C’est au sens issu de la tradition rhétorique que nous voudrions envisager l’allusion, en tant que référence implicite à tous domaines référentiels, intertextualité incluse, et
susceptible de faire jeu de mots.
L’abondance et la diversité mêmes des allusions dans l’œuvre de Proust, ainsi que la presque certitude que nombre d’entre elles n’ont pas encore été déchiffrées, pour des raisons
que nous tenterons de préciser, posent un certain nombre de problèmes spécifiques.
La richesse et la complexité des réseaux d’allusions mis en œuvre soulèvent en effet la question du destinataire. La dimension de jeu littéraire et d’énigme proposée est parfois
évidente. À quels lecteurs le décodage ou parfois le décryptage de ces allusions est-il offert ? Sont-elles toutes destinées à être lues ou certaines d’entre elles devaient-elles rester ignorées ? Dans ce cas elles seraient plutôt du côté d’un travail spécifique du texte propre à Proust, d’une règle formelle qui, complexifiant les exigences de l’écriture romanesque, aboutirait à la production d’un texte particulièrement riche en figures, en métaphores notamment.
Pour éclairer ces questions, nous nous proposons d’ouvrir la réflexion à toute espèce d’allusions, et de nous attacher au système d’indices textuels, notamment aux marqueurs
d’intertextualité mis en place par l’écrivain mais aussi aux jeux de mots et aux références cryptées autobiographiques ou autofictionnelles.
Le deuxième aspect de cette réflexion consistera à considérer la pratique des allusions comme une méthode et un moteur d’écriture, certainement comparables à d’autres, la pratique
des allusions étant un trait de l’écriture littéraire et peut-être d’autres formes d’écriture. On tentera évidemment d’approcher l’originalité de Proust en la matière.

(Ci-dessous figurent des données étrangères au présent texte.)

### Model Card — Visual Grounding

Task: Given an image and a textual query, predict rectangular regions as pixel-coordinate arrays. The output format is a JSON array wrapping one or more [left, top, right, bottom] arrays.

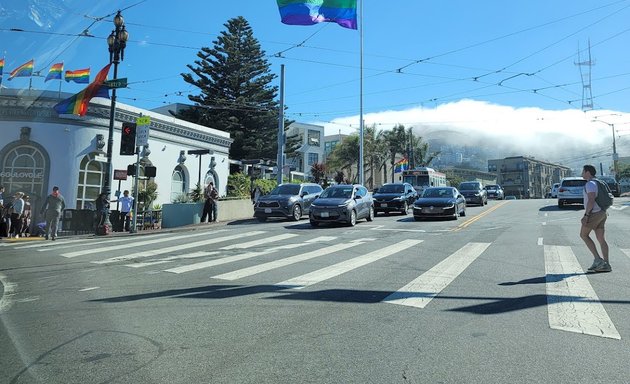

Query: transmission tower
[[575, 39, 595, 111]]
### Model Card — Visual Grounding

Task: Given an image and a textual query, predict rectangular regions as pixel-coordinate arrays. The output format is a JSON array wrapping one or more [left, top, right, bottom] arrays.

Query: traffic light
[[127, 164, 136, 176], [120, 123, 136, 156]]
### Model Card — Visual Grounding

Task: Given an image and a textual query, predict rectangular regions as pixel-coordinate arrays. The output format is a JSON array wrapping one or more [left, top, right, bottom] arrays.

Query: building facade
[[0, 89, 232, 219], [488, 156, 571, 198]]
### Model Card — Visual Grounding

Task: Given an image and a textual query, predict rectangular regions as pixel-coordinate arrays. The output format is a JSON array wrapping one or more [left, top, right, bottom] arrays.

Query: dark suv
[[254, 183, 323, 221], [457, 181, 488, 205], [372, 183, 418, 215]]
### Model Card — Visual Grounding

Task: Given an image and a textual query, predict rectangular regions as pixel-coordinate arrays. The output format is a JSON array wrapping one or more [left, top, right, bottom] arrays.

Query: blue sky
[[0, 0, 630, 167]]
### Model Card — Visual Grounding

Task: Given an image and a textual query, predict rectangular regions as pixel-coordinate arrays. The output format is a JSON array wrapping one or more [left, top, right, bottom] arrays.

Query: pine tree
[[177, 16, 278, 159]]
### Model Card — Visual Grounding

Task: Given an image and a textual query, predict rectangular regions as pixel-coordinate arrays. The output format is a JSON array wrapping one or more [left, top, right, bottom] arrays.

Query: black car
[[309, 184, 374, 227], [254, 183, 323, 221], [485, 184, 505, 200], [457, 181, 488, 205], [372, 183, 418, 215], [413, 187, 466, 221]]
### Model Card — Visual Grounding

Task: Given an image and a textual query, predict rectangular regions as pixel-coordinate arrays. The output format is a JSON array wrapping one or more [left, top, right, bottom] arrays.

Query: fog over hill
[[323, 100, 630, 172]]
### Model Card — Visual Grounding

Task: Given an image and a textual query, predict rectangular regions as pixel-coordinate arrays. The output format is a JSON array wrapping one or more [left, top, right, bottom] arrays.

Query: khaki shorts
[[585, 211, 608, 231]]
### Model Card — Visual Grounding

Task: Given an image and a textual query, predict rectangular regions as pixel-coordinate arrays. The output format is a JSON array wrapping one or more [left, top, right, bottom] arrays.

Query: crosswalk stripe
[[545, 245, 621, 340], [125, 233, 298, 268], [212, 241, 370, 280], [276, 240, 423, 289], [37, 233, 175, 252], [61, 229, 226, 258], [383, 243, 490, 308], [92, 231, 265, 264]]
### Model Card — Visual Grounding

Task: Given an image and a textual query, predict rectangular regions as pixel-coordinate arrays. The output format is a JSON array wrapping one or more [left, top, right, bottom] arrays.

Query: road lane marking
[[383, 243, 490, 308], [212, 238, 370, 280], [276, 240, 423, 289], [61, 229, 230, 257], [451, 201, 508, 232], [544, 245, 621, 340], [92, 231, 266, 264]]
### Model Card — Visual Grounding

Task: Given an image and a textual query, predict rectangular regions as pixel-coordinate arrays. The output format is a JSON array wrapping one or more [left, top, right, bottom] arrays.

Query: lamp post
[[100, 11, 129, 234], [591, 119, 619, 181]]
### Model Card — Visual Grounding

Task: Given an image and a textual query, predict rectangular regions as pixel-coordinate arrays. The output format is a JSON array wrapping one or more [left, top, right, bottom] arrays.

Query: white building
[[0, 89, 232, 220]]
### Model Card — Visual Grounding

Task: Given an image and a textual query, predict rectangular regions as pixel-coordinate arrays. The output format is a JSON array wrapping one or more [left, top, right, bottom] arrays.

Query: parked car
[[254, 183, 323, 221], [558, 177, 586, 208], [372, 183, 418, 215], [457, 181, 488, 205], [485, 184, 505, 200], [309, 184, 374, 227], [413, 187, 466, 221], [597, 176, 621, 197]]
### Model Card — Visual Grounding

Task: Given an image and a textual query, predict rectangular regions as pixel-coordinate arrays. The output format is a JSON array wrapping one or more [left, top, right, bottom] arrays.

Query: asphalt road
[[0, 198, 630, 384]]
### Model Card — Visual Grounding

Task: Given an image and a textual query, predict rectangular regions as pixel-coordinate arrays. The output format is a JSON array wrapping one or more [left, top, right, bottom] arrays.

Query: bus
[[402, 167, 447, 195]]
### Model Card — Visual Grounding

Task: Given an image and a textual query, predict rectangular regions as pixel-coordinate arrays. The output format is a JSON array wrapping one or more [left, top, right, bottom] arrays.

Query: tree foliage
[[178, 16, 278, 159]]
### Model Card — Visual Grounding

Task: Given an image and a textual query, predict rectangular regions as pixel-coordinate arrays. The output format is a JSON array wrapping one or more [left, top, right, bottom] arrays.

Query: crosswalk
[[3, 229, 630, 340]]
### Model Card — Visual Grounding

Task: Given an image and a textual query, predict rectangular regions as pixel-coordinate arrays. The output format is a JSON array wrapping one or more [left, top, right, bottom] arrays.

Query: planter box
[[162, 199, 254, 228]]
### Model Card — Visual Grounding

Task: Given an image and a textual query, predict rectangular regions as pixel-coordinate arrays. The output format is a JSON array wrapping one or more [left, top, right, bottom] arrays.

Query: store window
[[76, 152, 105, 209]]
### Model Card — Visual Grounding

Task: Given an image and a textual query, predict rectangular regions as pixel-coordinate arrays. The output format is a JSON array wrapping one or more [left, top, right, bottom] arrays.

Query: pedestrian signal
[[120, 123, 136, 156]]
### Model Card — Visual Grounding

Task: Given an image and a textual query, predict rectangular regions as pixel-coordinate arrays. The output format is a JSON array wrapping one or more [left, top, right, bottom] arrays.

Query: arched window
[[171, 165, 188, 201], [77, 152, 106, 209]]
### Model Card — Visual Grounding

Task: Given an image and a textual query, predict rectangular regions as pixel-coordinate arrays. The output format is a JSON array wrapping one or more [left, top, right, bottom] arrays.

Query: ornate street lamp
[[97, 11, 129, 234]]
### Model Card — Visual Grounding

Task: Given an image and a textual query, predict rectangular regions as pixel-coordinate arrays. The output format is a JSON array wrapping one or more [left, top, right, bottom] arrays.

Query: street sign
[[114, 169, 127, 180], [103, 77, 127, 88], [136, 116, 151, 147]]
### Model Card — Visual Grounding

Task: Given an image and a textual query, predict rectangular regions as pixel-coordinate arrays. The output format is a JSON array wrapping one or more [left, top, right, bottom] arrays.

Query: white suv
[[558, 177, 586, 208]]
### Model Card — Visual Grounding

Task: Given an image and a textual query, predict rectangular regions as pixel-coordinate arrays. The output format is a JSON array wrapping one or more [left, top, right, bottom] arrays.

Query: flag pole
[[357, 0, 365, 185]]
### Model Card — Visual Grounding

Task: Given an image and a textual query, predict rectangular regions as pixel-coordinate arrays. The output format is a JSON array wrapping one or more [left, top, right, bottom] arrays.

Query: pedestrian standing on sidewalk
[[112, 190, 133, 232], [580, 164, 612, 272], [11, 192, 24, 238], [201, 181, 219, 223], [40, 186, 66, 240]]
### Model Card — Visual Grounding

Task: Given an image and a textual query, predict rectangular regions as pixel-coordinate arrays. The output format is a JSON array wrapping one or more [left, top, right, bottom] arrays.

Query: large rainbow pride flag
[[53, 63, 112, 116], [277, 0, 357, 29]]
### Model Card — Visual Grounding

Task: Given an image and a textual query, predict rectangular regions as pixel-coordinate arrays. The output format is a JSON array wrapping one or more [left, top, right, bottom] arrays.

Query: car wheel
[[348, 209, 357, 227], [291, 204, 302, 221]]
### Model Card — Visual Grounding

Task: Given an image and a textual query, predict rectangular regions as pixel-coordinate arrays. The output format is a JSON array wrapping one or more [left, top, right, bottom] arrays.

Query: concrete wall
[[162, 199, 254, 228]]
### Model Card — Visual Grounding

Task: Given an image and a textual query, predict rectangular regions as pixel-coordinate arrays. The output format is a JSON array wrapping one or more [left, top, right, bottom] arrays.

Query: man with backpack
[[580, 164, 612, 272]]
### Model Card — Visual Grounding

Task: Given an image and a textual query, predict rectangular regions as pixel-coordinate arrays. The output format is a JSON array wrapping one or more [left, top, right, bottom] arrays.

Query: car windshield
[[320, 186, 352, 199], [459, 183, 479, 191], [378, 184, 405, 193], [270, 184, 300, 195], [422, 188, 453, 197]]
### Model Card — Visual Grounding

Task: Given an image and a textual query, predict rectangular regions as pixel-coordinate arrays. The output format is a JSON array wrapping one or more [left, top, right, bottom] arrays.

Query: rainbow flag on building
[[9, 59, 35, 80], [394, 157, 409, 173], [66, 68, 90, 84], [44, 63, 63, 83], [53, 63, 112, 116], [277, 0, 357, 29]]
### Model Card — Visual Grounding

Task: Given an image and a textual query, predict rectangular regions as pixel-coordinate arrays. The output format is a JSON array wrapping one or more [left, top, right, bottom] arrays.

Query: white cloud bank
[[316, 100, 630, 165]]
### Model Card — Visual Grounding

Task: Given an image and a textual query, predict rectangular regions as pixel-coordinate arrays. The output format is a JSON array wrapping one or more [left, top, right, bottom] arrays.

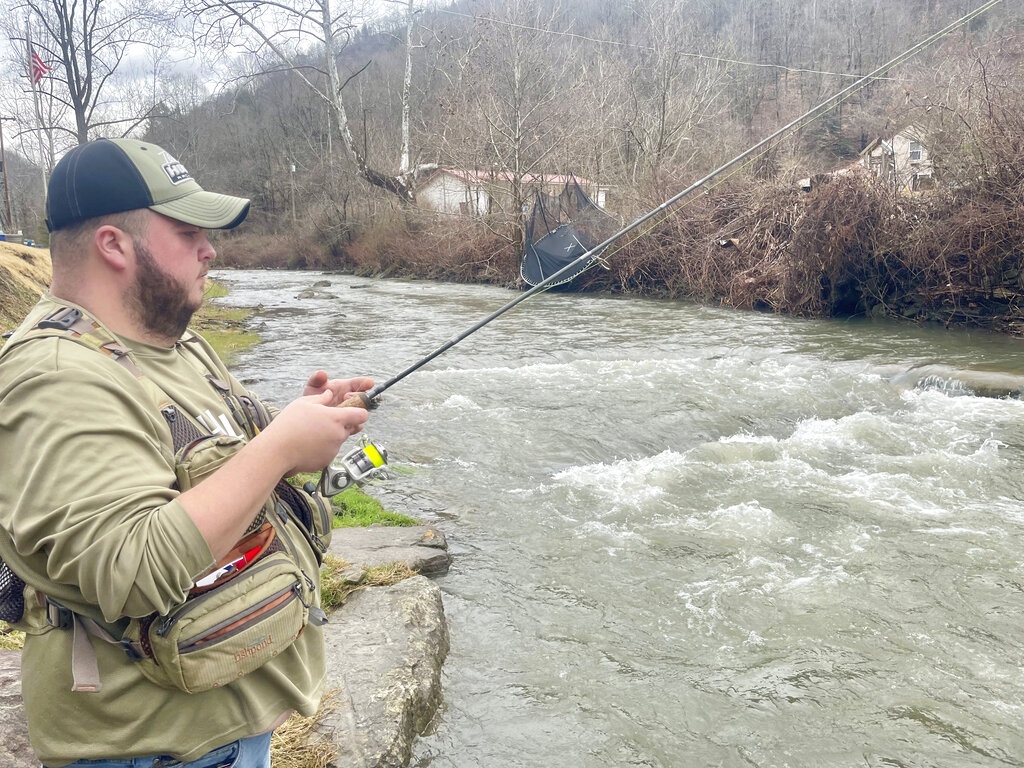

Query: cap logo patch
[[161, 152, 191, 184]]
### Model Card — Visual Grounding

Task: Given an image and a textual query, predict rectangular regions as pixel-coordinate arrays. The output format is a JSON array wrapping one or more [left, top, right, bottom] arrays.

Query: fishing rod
[[319, 0, 1002, 496], [331, 0, 1002, 415]]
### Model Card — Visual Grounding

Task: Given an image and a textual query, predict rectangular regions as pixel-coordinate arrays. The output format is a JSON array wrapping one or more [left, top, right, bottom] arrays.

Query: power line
[[434, 8, 892, 80]]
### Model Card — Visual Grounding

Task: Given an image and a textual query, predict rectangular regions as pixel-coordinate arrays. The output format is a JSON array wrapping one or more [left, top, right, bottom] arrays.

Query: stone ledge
[[328, 525, 451, 575]]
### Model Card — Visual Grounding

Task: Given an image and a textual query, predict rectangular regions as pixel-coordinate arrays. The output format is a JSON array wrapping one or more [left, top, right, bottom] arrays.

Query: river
[[209, 271, 1024, 768]]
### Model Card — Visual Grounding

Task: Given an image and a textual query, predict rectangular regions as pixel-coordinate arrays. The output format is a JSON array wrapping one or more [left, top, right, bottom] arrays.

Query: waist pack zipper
[[157, 562, 288, 637], [178, 582, 305, 654]]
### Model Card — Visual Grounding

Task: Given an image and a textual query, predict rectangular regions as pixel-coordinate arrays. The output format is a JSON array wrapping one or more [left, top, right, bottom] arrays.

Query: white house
[[416, 168, 610, 215], [858, 126, 934, 191]]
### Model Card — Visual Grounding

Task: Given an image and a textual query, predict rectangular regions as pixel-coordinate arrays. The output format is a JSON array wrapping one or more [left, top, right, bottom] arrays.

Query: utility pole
[[0, 118, 14, 231], [291, 163, 295, 226]]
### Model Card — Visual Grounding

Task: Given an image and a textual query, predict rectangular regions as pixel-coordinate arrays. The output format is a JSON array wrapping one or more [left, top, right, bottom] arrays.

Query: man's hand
[[302, 371, 374, 406], [258, 388, 370, 477]]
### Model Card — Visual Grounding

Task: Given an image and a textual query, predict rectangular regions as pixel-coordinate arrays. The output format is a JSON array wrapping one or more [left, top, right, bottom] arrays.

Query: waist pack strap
[[45, 597, 142, 693]]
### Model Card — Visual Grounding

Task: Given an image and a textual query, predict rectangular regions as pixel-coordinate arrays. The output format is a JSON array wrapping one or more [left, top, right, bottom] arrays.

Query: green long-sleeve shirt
[[0, 297, 325, 766]]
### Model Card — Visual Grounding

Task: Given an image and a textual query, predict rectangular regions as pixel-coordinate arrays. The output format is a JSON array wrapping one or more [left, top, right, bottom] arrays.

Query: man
[[0, 139, 373, 768]]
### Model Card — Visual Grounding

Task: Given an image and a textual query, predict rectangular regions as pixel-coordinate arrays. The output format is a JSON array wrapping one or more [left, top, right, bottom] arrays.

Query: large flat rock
[[0, 573, 449, 768], [329, 525, 451, 575], [316, 577, 449, 768]]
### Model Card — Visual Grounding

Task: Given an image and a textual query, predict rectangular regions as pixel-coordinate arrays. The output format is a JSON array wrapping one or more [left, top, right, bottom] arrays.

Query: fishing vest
[[0, 307, 333, 692]]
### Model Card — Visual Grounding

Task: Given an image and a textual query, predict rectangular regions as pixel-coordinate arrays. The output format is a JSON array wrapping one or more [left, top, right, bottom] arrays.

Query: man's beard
[[128, 241, 199, 341]]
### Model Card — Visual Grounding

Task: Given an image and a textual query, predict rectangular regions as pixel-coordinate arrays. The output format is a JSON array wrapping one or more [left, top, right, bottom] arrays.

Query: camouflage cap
[[46, 138, 249, 231]]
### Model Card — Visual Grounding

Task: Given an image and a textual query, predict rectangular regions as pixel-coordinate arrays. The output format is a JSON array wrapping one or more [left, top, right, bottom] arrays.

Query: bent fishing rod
[[340, 0, 1002, 415]]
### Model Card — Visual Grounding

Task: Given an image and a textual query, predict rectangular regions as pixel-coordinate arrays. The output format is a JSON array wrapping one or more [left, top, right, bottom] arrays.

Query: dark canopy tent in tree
[[519, 177, 618, 286]]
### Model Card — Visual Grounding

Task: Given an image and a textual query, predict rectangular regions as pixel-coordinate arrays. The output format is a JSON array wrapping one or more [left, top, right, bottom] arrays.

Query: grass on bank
[[191, 280, 260, 367]]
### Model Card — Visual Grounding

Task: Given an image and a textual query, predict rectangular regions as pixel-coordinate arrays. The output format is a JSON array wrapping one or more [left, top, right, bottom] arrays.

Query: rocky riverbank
[[0, 526, 449, 768]]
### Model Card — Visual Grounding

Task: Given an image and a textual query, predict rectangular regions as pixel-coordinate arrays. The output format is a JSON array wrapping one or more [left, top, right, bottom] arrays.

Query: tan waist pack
[[123, 522, 327, 693], [0, 307, 331, 693]]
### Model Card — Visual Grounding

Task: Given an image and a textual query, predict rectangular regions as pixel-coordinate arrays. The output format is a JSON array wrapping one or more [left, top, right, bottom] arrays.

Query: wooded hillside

Un troisième axe de réflexion, relié aux précédents, serait le caractère ludique des allusions et le traitement parfois iconoclaste des œuvres et des événements auxquels le texte
renvoie, amenant à s’interroger sur les fonctions critiques de l’allusion et sur les modes d’échange intertextuel qu’elle instaure.
Un quatrième axe pourrait concerner la réception des allusions proustiennes, à l’époque de l’auteur et au cours des décennies qui ont suivi.